The program, parts of which were classified until now, has dispatched thousands of NSA experts into war zones since 9/11. It has put those experts – from an agency most-known for its controversial surveillance programs – at grave risk across multiple theatres. But in the process, officials say, RT-RG has saved the lives of fellow Americans. 

Col. Bob Harms, one of the first people on the ground for the NSA at Baghdad’s Camp Victory, said the goal was to “get in front of our adversaries.” 

Exclusive images shared with Fox News from Camp Victory show the basic set-up, which took traditional streams of intelligence and married it up with information gathered from raids – for instance, taking satellite images and combining that with on-the-ground information about an insurgent’s movements and contacts, to pinpoint threats. 

Some of the most useful information came from captured operatives – information known in the intel world as "pocket litter.” Harms said this included “pattern of life” details including “when do they go to sleep, where do they go to sleep, where do they work and those types of things.“ 

The NSA’s goal was to compress the timeline for crunching all this information from a period of weeks or days, to just hours or minutes. Think of it like a phone app – but instead of giving directions, it’s flagging threats. 

”[Battlefield commanders] would actually feed us information … so that we could give them a roadmap to the next site,” Harms explained. 

Ledgett said the program harnessed big data, in a way that it could be used immediately on the battlefield. Ledgett said RT-RG “integrated hundreds of pieces of information,” and then software was developed to draw connections that could “put things on graphical displays” so it was easy for analysts and operators to understand. 

“It might connect something like a phone number to a location, to an activity and display that to an analyst who could then, via radio, contact a convoy and say, ‘Hey looks like there’s an ambush waiting for you at this point – go left or go right or take an alternate route,’” he said. 

Asked about collateral damage – the accidental killing of civilians – Ledgett said the program reduced those numbers because targeting data was drawn from multiple sources.
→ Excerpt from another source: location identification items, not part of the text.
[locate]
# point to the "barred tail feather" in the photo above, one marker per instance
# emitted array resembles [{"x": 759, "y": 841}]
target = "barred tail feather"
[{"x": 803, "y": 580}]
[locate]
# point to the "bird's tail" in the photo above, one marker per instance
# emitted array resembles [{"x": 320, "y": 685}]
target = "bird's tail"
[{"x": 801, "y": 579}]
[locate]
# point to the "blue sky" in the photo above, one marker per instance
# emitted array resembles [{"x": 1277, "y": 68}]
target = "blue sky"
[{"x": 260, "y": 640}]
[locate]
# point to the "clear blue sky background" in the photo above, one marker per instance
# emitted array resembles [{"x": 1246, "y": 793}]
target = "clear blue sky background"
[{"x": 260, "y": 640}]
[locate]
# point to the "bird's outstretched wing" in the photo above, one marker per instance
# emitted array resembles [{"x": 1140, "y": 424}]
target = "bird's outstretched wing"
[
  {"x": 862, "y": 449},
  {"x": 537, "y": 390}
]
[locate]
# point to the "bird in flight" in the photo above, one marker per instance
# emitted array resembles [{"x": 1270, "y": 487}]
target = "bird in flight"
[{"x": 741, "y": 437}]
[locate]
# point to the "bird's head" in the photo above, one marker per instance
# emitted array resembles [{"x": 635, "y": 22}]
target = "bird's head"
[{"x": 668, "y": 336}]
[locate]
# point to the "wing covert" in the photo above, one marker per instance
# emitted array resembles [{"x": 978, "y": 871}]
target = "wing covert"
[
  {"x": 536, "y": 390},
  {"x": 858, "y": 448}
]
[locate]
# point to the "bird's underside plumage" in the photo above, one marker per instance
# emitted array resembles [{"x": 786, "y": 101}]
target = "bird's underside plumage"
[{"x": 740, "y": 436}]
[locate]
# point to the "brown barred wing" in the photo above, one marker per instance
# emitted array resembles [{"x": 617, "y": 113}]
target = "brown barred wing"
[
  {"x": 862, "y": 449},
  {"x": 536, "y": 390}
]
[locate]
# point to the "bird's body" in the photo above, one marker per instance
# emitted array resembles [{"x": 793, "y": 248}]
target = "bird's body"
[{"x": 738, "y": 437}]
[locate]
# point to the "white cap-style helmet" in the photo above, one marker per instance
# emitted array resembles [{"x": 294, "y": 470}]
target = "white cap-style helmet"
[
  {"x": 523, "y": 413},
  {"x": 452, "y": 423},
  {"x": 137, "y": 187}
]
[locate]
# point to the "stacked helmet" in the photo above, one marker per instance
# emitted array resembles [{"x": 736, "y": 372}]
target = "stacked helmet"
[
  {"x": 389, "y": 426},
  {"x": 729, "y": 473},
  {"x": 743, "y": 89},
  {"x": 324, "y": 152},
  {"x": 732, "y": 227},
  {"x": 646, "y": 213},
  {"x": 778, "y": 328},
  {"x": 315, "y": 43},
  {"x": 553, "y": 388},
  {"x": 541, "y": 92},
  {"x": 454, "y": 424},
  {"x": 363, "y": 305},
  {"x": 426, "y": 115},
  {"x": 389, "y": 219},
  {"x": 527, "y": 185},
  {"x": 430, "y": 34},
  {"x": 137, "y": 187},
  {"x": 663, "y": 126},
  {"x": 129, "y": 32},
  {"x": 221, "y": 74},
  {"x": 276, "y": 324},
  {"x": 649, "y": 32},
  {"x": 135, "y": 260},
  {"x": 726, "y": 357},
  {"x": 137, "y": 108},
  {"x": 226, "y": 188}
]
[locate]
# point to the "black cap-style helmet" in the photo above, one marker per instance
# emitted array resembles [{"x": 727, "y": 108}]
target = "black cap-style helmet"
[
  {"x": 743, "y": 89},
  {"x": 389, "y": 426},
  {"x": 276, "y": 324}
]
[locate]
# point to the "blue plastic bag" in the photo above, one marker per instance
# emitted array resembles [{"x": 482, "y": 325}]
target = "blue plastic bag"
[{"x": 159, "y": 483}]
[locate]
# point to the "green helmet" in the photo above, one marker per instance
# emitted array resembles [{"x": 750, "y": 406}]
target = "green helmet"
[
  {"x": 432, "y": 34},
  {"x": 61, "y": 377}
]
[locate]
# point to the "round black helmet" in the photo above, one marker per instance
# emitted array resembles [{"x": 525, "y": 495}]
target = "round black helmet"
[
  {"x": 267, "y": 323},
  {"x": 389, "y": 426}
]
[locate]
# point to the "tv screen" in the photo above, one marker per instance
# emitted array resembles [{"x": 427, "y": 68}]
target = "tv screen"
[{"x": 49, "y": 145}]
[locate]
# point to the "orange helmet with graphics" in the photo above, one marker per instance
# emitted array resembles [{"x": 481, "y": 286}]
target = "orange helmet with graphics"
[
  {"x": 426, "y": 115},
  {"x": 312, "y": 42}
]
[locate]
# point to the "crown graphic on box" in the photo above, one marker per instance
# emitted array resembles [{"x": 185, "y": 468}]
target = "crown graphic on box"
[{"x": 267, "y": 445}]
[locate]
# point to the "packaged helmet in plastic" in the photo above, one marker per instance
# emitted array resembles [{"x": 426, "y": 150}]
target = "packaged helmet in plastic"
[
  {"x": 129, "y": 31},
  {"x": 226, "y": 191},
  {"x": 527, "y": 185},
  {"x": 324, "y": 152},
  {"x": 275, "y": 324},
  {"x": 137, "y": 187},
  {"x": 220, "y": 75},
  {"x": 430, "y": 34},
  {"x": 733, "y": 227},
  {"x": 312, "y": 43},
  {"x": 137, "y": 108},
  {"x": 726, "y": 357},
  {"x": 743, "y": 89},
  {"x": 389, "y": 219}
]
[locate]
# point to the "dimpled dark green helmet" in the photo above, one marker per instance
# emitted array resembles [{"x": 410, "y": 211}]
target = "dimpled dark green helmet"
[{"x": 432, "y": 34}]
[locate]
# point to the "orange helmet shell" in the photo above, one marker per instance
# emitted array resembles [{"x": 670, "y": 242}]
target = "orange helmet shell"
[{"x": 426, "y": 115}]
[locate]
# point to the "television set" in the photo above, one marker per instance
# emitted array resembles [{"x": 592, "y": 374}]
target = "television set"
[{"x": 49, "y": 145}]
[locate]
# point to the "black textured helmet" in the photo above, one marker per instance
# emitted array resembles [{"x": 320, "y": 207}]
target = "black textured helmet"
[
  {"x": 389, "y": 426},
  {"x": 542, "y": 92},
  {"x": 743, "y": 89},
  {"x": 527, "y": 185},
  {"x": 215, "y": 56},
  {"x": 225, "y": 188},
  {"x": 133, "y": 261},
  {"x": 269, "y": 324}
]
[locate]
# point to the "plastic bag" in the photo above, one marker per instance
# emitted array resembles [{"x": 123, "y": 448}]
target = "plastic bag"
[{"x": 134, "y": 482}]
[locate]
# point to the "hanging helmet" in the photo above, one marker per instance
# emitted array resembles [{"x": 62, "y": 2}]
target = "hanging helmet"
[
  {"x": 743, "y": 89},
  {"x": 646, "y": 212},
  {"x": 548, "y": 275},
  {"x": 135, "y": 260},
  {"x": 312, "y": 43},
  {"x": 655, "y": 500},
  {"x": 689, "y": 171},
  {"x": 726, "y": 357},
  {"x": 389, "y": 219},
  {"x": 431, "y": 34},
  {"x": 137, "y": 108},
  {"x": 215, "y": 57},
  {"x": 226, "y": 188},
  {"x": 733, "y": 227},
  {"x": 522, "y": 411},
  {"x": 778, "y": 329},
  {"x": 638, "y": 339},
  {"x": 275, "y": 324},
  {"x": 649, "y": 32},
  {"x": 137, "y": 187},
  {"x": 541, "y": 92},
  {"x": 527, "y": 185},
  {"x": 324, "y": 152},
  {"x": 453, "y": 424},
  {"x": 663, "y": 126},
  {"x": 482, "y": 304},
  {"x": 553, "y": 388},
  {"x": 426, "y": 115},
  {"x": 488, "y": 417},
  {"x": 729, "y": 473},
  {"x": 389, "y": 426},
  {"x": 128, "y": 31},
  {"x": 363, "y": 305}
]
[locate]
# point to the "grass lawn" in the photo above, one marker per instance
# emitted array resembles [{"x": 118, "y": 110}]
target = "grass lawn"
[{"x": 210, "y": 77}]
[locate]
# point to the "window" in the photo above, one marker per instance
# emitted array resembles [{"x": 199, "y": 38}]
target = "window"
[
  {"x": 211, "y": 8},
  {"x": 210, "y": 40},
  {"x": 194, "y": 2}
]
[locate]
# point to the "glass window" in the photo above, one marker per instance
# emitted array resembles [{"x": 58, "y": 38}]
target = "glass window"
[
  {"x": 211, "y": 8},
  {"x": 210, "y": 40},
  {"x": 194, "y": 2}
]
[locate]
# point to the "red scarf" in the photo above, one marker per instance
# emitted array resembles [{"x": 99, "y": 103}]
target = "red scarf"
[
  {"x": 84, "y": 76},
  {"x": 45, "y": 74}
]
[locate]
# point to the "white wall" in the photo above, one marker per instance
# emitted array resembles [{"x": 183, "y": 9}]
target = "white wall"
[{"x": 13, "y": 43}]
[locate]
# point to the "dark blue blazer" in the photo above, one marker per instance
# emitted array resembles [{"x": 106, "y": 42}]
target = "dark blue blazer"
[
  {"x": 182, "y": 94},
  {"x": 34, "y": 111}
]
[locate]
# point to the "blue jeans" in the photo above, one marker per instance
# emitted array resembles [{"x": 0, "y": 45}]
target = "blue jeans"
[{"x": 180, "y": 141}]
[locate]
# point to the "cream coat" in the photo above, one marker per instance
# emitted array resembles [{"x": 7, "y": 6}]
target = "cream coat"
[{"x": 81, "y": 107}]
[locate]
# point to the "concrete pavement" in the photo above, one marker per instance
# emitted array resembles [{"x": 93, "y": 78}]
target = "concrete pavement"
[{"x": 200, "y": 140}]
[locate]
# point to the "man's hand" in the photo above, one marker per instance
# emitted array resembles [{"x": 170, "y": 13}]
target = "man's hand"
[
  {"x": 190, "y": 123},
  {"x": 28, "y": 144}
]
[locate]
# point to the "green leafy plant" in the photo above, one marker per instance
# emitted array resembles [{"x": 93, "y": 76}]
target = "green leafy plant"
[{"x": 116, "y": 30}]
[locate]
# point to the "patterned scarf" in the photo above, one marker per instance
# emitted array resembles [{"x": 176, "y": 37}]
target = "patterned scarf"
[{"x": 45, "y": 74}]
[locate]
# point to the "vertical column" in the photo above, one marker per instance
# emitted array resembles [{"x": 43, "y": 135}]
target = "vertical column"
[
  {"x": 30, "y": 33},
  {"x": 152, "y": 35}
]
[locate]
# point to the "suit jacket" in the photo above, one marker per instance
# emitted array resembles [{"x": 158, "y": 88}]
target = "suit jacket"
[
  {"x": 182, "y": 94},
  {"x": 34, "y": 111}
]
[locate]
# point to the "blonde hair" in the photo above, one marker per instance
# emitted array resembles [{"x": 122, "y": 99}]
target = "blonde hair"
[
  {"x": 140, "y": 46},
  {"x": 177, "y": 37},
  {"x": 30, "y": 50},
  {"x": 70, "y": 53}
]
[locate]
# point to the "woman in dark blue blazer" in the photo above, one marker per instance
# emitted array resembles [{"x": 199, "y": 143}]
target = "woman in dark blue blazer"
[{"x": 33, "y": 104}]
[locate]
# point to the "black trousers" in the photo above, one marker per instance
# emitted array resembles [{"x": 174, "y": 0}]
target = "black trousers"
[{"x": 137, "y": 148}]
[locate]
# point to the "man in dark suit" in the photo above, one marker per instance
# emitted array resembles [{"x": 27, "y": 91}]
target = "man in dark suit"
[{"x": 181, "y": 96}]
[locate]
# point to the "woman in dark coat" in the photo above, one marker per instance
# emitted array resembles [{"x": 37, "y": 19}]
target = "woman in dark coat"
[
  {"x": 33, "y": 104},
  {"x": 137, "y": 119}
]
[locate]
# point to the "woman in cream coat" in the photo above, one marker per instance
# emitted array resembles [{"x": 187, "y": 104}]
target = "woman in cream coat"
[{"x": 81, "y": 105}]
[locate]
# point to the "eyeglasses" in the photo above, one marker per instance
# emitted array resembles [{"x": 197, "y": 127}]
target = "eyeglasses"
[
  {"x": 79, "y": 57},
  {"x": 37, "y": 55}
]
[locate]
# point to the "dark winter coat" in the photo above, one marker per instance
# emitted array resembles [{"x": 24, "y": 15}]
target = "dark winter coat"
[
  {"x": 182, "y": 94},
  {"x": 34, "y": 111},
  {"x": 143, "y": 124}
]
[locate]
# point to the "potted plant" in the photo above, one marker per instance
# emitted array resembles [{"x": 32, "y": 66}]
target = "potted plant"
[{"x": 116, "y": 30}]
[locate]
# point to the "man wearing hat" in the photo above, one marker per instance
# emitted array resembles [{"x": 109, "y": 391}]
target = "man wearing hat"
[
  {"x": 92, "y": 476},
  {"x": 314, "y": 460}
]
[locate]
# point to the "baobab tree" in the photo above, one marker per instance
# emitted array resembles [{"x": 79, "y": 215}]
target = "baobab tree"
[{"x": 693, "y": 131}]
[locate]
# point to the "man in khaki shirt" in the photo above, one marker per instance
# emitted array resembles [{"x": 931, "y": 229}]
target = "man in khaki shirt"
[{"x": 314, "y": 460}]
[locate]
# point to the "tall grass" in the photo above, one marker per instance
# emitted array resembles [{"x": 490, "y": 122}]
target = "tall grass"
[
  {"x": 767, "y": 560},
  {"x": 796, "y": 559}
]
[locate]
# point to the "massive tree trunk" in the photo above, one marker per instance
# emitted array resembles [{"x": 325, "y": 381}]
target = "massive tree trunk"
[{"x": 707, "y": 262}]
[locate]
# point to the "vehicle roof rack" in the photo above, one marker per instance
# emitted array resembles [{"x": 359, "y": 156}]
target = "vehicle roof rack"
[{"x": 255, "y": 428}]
No further specifics were offered. 

Retired Gen. Jack Keane, a Fox News military analyst, said the program “gave a tool to brigade commanders, who were spread out all over the battlefield, something that they never had before.” 

It also took NSA experts out of the office and placed them in the field, to work side-by-side with special operations. 

"We needed to be coffee-breath close in order to have that shared situational understanding,“ Harms said. 

The program extended from Iraq to Afghanistan, and then other conflict zones that the NSA will not publicly identify. The statistics, declassified for this report, are sobering. 

"Since 2001, we’ve deployed 5,000 NSA people to Iraq and 8,000 to Afghanistan – and in total, 18,000 to hostile areas around the world," Ledgett said. "When the operational community embraces you that way and says ‘I want you on my team and I want you there with me’ … that’s a pretty significant statement of value.” 

The deployments came with risk. Since 9/11, 24 names have been added to the NSA’s memorial wall, which pays tribute to fallen employees. Among them is NSA technical expert Christian Pike, who was killed in Afghanistan in 2013 working with the Navy SEALs. 

“I’m sorry, I get a little emotional about this one,” Ledgett said, taking a pause during the interview as he described a cabinet in his office with memorial cards for James T. Davis, one of the first Americans killed in Vietnam; NSA’s Amanda Pinson, killed by an IED in Iraq while providing signals intelligence support; and Christian Pike. Pike was also a family friend. 

This Saturday is Armed Forces Day – and what was a ground-breaking NSA program a decade ago is now widely used by the war fighter. 

Ledgett said one of the commanding generals in Iraq during the surge credited the NSA with helping take over 4,000 insurgents off the battlefield. 

“There was an intense effort here … How do we drive those losses down?” Ledgett said. “Our job was to get the information to the people who needed it.”